22. Joker_vD ◴[27 Jun 25 11:08 UTC] No.44395792{8}[source]
And if you use 0 as the value of NULL pointer, then -1 can't ever point to an object (because adding 1 to it should generate a non-NULL pointer, so that pointer comparisons are not UB).

So yeah, C implementations have to reserve at least two addresses, not just one.
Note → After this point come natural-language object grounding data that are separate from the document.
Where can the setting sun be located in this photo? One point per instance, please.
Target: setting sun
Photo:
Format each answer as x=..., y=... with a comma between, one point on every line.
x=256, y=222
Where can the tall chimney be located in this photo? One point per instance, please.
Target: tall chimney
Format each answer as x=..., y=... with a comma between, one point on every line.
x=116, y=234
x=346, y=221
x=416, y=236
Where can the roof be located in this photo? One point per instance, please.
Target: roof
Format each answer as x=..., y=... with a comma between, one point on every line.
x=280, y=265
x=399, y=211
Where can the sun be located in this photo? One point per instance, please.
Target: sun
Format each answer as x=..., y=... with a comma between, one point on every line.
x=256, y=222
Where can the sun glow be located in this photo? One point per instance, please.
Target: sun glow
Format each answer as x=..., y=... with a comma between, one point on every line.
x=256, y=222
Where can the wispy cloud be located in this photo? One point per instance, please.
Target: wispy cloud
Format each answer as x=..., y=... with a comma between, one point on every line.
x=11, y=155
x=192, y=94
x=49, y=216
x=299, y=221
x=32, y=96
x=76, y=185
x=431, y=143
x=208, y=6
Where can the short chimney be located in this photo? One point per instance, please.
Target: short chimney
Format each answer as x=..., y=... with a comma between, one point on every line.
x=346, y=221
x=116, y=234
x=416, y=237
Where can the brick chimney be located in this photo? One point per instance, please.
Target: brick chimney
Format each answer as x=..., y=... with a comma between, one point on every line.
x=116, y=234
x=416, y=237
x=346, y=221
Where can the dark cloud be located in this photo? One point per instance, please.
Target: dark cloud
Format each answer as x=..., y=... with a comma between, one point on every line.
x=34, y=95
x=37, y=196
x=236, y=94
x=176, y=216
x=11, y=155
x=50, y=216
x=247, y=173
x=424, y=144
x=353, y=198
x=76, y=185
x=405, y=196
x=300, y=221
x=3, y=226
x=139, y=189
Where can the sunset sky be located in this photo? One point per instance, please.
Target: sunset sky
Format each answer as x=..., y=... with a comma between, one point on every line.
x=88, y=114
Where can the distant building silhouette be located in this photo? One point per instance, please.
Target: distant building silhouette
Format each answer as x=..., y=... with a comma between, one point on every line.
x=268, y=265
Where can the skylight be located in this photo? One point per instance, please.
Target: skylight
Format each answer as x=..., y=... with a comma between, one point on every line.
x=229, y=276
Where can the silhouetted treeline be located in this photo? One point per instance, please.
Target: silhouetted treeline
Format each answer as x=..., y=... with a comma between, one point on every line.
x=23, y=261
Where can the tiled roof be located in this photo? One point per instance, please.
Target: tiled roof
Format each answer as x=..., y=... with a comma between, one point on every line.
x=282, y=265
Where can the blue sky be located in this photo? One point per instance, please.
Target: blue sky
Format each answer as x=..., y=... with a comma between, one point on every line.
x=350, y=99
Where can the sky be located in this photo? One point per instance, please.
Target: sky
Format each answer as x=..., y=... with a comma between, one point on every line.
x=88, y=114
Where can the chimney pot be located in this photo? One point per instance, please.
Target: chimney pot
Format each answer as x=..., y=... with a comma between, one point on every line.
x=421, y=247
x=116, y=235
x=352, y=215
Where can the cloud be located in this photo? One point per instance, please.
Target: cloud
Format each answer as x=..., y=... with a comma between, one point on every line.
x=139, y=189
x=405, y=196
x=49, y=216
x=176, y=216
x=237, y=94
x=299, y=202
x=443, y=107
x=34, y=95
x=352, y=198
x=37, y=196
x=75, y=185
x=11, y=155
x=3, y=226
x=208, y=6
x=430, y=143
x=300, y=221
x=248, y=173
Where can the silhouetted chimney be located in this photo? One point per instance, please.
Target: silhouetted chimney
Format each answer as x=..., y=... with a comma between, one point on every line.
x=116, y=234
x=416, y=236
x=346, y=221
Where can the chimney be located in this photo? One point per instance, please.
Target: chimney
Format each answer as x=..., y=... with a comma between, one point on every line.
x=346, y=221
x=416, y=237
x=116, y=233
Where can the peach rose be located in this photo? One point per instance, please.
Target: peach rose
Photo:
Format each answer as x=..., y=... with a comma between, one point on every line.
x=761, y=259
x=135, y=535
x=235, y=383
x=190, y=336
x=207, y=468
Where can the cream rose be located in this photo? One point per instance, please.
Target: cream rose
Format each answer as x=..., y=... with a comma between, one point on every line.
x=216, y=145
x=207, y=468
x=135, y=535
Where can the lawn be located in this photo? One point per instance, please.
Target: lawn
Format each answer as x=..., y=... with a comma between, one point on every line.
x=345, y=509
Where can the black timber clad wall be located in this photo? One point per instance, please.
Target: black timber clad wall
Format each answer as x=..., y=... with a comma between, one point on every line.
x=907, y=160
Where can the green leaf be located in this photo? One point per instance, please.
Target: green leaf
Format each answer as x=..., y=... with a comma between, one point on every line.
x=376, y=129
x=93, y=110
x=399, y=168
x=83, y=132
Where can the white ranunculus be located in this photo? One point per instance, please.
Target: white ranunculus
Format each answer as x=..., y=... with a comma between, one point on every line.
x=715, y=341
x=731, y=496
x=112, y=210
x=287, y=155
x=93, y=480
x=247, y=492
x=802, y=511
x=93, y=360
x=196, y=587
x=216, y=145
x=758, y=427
By the way, the standard to this day allows NULL, when cast to a pointer type, to be something else than all-bits-zero pattern (and some implementations indeed took this opportunity).

replies(1): >>44396796 #
23. ynik ◴[27 Jun 25 13:48 UTC] No.44396796{9}[source]
But adding 1 to a pointer will add sizeof(T) to the underlying value, so you actually need to reserve more than two addresses if you want to distinguish the "past-the-end" pointer for every object from NULL.

--

While it's rare to find a platform nowadays that uses something other than a zero bit pattern for NULL as normal pointer type; it's extremely common in C++ for pointer-to-member types: 0 is the first field at the start of a struct (offset 0); and NULL is instead represented with -1.

replies(1): >>44397276 #
24. magicalhippo ◴[27 Jun 25 13:55 UTC] No.44396834{7}[source]
But the letter is non-specific. It doesn't clarify if unique refers to unique when compared to non-zero allocations, or unique when called multiple times.

The C99 standard[1] seems to have worded it more precisely:

If the size of the space requested is zero, the behavior is implementation- defined: either a null pointer is returned, or the behavior is as if the size were some nonzero value, except that the returned pointer shall not be used to access an object.

[1]: https://rgambord.github.io/c99-doc/sections/7/20/3/index.htm...

25. minetest2048 ◴[27 Jun 25 14:03 UTC] No.44396893{7}[source]
This is embedded C where standard abuse is a thing: https://thephd.dev/conformance-should-mean-something-fputc-a...
26. mystified5016 ◴[27 Jun 25 14:09 UTC] No.44396934{5}[source]
Null is not a unique pointer, it's a contant like -1

It returns multiple types of null pointer

27. Joker_vD ◴[27 Jun 25 14:58 UTC] No.44397276{10}[source]
> so you actually need to reserve more than two addresses if you want to distinguish the "past-the-end" pointer for every object from NULL.

Well, yes and no. A 4-byte int can not reside at -4, but a char could be; but no object can reside at -1. So implementations need to take care that one-past-the-end addresses never equal to whatever happens to serve as nullptr but this requirement only makes address -1 completely unavailable for the C-native objects.